Phillies starter Aaron Nola provided the reprieve for the struggling ball club and put together one of his best pitching efforts of the season. He struck out a season-high eight batters and allowed just one run in 7 1/3 innings to help lift Philadelphia to a 5-1 win and snap the team's five-game losing streak.
Nola tied his season high of seven strikeouts before the game reached the seventh and cruised through the first seven innings, allowing just three hits and one walk. After allowing a leadoff home run to Paul DeJong on a 2-2 pitch in the top of the eighth, Nola fanned pinch hitter Greg Garcia for his eighth strikeout. He left in favor of reliever Pat Neshek one batter later after walking Matt Carpenter.

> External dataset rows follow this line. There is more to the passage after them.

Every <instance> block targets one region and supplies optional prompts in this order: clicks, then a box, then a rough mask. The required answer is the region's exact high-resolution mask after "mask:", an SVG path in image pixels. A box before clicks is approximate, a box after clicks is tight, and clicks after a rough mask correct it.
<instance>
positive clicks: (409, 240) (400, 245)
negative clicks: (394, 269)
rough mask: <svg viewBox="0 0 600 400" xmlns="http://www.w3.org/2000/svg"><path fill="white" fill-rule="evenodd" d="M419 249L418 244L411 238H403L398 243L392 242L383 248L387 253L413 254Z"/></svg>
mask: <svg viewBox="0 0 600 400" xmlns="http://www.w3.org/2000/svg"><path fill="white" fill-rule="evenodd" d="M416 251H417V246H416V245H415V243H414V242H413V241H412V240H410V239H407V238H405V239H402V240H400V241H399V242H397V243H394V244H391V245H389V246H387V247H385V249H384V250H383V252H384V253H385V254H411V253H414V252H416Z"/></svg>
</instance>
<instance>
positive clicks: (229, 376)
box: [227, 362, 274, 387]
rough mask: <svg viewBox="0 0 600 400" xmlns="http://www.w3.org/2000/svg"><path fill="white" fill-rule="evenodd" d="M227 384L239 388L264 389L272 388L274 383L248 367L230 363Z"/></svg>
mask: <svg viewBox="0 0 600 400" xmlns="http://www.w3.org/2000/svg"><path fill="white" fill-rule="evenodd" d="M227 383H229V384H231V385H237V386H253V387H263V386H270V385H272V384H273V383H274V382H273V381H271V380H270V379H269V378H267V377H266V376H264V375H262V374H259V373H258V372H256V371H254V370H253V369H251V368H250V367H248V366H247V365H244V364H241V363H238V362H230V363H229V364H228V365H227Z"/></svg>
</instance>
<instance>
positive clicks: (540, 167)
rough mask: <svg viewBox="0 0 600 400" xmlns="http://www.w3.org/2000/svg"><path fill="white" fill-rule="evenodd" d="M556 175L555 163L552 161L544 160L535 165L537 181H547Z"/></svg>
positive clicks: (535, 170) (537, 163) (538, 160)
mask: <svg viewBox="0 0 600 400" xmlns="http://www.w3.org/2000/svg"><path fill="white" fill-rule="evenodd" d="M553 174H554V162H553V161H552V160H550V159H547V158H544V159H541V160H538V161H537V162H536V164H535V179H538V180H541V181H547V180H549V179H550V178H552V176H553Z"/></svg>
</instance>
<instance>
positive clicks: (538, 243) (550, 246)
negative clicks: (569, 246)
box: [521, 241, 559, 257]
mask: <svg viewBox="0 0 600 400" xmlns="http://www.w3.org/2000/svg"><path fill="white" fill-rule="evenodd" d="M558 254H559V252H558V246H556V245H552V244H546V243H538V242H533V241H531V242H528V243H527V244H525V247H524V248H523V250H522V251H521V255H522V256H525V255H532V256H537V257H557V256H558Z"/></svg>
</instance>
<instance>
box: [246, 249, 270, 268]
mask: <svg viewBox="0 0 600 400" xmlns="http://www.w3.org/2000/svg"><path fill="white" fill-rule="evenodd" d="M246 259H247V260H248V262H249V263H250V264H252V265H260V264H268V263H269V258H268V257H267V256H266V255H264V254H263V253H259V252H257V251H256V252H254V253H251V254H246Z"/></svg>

Neshek got the Phillies (23-48) out of any potential damage by getting Tommy Pham to ground into an inning-ending 5-4-3 double play. Luis Garcia pitched a scoreless ninth inning to close out the game.
Shortstop Freddy Galvis gave the Phillies an early 1-0 lead in the bottom of the first inning when he hit Carlos Martinez's first pitch of the at-bat five rows deep into the right-center field bleachers. Nola got more run support in the bottom of the fifth when first baseman Tommy Joseph led off with a line-drive home run to left field and second baseman Andres Blanco singled and later scored on an error by Cardinals shortstop Aledmys Diaz to make it a 3-0 ballgame.
Joseph, who went 2-for-3 with three RBI, pushed the Phillies out a 5-1 lead in the bottom of the eighth with a two-run single that scored Herrera and Maikel Franco.
Martinez came into the game ranked third in the NL with a 2.86 ERA and among the top 10 in 11 different statistical categories. He left after six innings, allowing three runs (two earned), six hits and the two home runs while striking out four.
The Cardinals, who had made a living off the NL East this season with a 13-2 record in 15 previous games against the division, dropped to 33-38 to wrap up a seven-day, six-game road trip. A win Thursday would have given St. Louis its first three-game series sweep in Philadelphia since April of 2006.